For each analyzed cell type, we collected genes with cufflinks-processed FPKM value greater than or equal to 1. Among these genes, those with PI >2 were defined as paused and the rest were non-paused. For the single-cell variability analysis, we used the separate single-cell RNA-seq data with their corresponding cufflinks-processed FPKM values for each cell in both replicates of GM12878 [18] and H1 [19]. Expressed genes were those with mean FPKM across individual cells of at least 1. Paused and non-paused states were assigned based on GM12878 and H1 RNAP2 ChIP-seq data, as described above. We divided expressed genes into 20 % quantiles (using R’s quantile function with default parameters) by their mean FPKM value. For paused and non-paused genes in each quantile, we calculated the coefficient of variation (SD/mean) of each gene across all individual cells in a population and tested whether the coefficient of variations distributions were different between paused and non-paused genes by the Mann–Whitney U test.

PI-expression trend modeling

For the RNAP2 TSSR, gene body, total density, or PI to gene expression analyses, we used Spearman correlation given the non-linear distribution of data points.

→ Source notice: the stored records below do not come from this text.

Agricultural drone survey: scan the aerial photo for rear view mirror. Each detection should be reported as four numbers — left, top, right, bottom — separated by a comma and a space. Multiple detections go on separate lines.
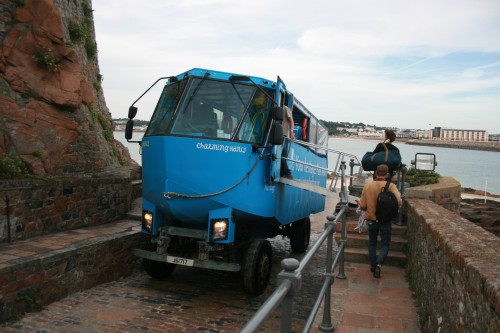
411, 153, 437, 171
271, 122, 283, 146
128, 106, 137, 119
125, 119, 134, 141
271, 106, 285, 122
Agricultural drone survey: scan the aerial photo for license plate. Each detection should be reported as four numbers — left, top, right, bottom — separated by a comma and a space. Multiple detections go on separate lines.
167, 256, 194, 266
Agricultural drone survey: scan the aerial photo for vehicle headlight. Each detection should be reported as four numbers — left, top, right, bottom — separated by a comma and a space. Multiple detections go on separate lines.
210, 219, 229, 241
142, 210, 153, 232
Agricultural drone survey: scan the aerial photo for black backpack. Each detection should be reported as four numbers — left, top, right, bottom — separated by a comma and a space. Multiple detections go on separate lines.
375, 182, 399, 221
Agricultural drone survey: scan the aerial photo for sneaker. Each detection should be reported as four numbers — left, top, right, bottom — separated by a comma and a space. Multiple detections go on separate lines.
373, 265, 382, 279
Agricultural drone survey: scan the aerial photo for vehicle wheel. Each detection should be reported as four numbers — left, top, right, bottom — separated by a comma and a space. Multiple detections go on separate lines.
242, 239, 273, 295
290, 217, 311, 253
142, 245, 177, 280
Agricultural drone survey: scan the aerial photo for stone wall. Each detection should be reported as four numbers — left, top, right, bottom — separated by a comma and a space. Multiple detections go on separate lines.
0, 168, 140, 244
407, 199, 500, 333
0, 0, 137, 178
0, 220, 147, 323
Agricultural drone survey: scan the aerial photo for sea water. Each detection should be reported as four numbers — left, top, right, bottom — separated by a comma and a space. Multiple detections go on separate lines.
114, 132, 500, 194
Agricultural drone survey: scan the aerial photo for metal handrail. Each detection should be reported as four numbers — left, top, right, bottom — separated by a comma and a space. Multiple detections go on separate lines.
240, 161, 349, 333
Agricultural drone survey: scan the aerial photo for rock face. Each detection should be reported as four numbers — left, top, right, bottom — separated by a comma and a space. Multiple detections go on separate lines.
0, 0, 137, 175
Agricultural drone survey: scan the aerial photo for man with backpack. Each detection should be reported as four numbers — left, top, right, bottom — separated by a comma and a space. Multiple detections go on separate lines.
360, 164, 403, 278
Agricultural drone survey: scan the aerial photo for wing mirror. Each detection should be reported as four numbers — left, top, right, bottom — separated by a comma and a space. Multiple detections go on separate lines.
271, 106, 285, 122
125, 119, 137, 141
128, 106, 137, 119
270, 122, 283, 146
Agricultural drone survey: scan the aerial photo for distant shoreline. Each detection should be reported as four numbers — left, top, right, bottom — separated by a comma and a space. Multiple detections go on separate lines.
329, 136, 500, 152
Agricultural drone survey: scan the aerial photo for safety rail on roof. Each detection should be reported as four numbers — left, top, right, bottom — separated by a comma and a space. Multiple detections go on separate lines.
240, 161, 349, 333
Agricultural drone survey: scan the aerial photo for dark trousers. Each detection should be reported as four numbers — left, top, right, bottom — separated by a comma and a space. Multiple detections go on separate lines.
368, 220, 392, 267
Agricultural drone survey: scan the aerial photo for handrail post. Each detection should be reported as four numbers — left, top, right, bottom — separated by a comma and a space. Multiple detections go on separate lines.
349, 158, 356, 187
277, 258, 302, 333
318, 219, 337, 332
337, 163, 349, 280
396, 164, 408, 225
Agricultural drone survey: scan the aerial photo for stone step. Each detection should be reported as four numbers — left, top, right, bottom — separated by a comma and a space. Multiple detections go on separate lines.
335, 233, 408, 252
336, 220, 408, 237
0, 200, 147, 323
344, 246, 407, 267
335, 218, 408, 267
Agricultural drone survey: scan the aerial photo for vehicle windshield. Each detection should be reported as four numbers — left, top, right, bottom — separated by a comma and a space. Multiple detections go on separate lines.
170, 78, 273, 143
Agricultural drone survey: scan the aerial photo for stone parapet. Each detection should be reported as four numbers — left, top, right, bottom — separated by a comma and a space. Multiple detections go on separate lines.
405, 177, 462, 215
407, 199, 500, 333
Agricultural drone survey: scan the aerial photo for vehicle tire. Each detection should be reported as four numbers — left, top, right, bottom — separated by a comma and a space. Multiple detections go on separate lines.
242, 239, 273, 295
290, 217, 311, 253
142, 244, 177, 280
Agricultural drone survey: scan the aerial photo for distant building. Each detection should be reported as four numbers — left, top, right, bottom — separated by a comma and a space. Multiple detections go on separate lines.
429, 127, 489, 141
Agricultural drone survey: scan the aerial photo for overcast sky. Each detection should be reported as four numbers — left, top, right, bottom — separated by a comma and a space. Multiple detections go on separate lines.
92, 0, 500, 134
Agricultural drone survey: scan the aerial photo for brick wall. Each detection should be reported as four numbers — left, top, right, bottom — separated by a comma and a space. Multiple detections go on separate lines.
0, 169, 141, 244
407, 199, 500, 333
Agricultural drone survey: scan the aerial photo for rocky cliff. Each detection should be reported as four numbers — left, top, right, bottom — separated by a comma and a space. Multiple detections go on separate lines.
0, 0, 137, 175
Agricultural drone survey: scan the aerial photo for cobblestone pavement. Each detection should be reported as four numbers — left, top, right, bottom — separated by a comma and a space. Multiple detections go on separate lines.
0, 233, 324, 333
0, 196, 419, 333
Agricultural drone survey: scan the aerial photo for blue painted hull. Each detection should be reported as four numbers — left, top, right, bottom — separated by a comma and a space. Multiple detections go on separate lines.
142, 136, 327, 237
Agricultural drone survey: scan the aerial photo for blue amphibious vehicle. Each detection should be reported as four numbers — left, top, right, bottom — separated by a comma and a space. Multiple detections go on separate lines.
125, 68, 328, 294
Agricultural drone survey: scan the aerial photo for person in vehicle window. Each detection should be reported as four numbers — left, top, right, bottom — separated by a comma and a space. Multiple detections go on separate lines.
373, 129, 399, 178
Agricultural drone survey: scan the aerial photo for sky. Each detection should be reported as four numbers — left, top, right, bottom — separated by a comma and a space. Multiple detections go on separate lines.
92, 0, 500, 134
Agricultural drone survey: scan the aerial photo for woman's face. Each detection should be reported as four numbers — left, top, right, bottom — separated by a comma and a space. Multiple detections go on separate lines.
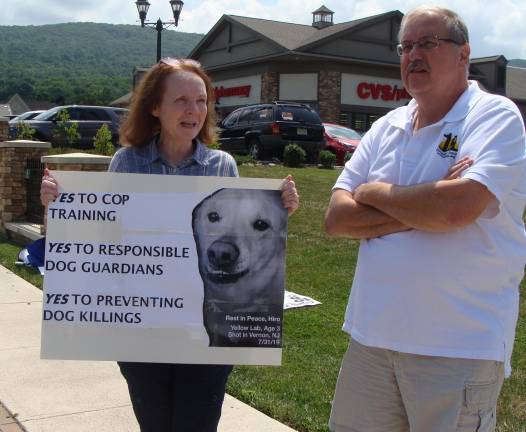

Individual trend lines were calculated using a smoothed cubic spline (via smooth.spline function in R) with no preset degrees of freedom. Quantile trend lines were generated by calculating a running 25 % and 75 % quantile (using runquantile from the R package catools) followed by smoothing. To accommodate regions of low sample density, the maximum or minimum values were set to be no higher or lower than the mean trend line.

The aggregate plot of multiple cell types was also created using cubic splines but using a low degree of freedom (df = 4) to emphasize the hill-shaped pattern that described the vast majority of the trend rather than the variability in the extremes.

Inflection point analysis

We estimated the trend curve between TSSR and gene body RNAP2 density by modeling the smooth spline between the two variables using smooth.spline with default parameters. We estimated the trend line on the log10 scale, to highlight the rapid uptick at the high TSSR RNAP2 density. We could visualize the inflection point on the TSSR-gene body RNAP2 plot, and estimate the TSSR RNAP2 density by calculating the maximum second derivative value using the predict function.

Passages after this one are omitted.